In America, the Biden administration scored a massive own goal in May 2021 when it approved 221 percent tariffs on truck chassis imported from China. Chassis in this context refers to the relatively simple structures attached to the rear of a truck that allow containers to be transhipped directly from a ship or onto a rail car.
These low-tech assemblies are essential to the “intermodal” transportation that has revolutionized global supply chains. According to Lars Jensen, a container shipping specialist in Copenhagen, “the chassis shortage has become a debacle”.

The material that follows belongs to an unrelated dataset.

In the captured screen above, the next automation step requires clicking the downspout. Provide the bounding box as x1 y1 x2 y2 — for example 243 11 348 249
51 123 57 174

The chassis tariffs were a holdover from the Trump administration’s “Buy American” proposal, which could have been shelved in the name of pandemic recovery. But no. And the resulting shortage of chassis has resulted in parts and merchandise backlogs around the world.
Tim Denoyer, trucking analyst at ACT Research, an Indiana-based ground transportation consultancy, explains, “We underinvested in chassis back in 2019, and the onset of the pandemic dampened demand. Then tariffs came in May last year and that tripled the chassis cost overnight.”
US manufacturers needed time to ramp up their own production. According to Denoyer, “The chassis population is already 4 to 5 percent down from the previous peak of 2018. We are now building American chassis at a rate of 2,000 or 3,000 a month, but with a total market of 500,000 chassis, it will be some time before we can build ours Meet requirements.”
Due to the chassis shortage, it is not possible for trucks to pick up enough containers in US ports and bring back the empty containers. This also puts more strain on the rail transport system. According to Jensen, there are instances where importers pick up containers and place them on chassis in parking lots, compounding the shortage.
And because containers don’t move faster, ships on global routes wait in port or slow down to save on port fees. So the shortage of US chassis is echoing around the world. But the White House got “announcement value” to impose its tariffs.
Europe has its own political failings, starting with the Brexit paperwork and immigration restrictions that have exacerbated staff shortages. China’s drastic “zero tolerance” Covid policy in ports also contributed to delays. However, according to logisticians and shipping experts, this practice has gradually subsided. Infections detected in parts of a Chinese port are less likely to lead to total shutdowns.
Even after the truck chassis arrive and the Omicron infections subside, there will be higher energy prices and punctual raw material shortages. But in the second half of this year, global supply chains should finally unravel.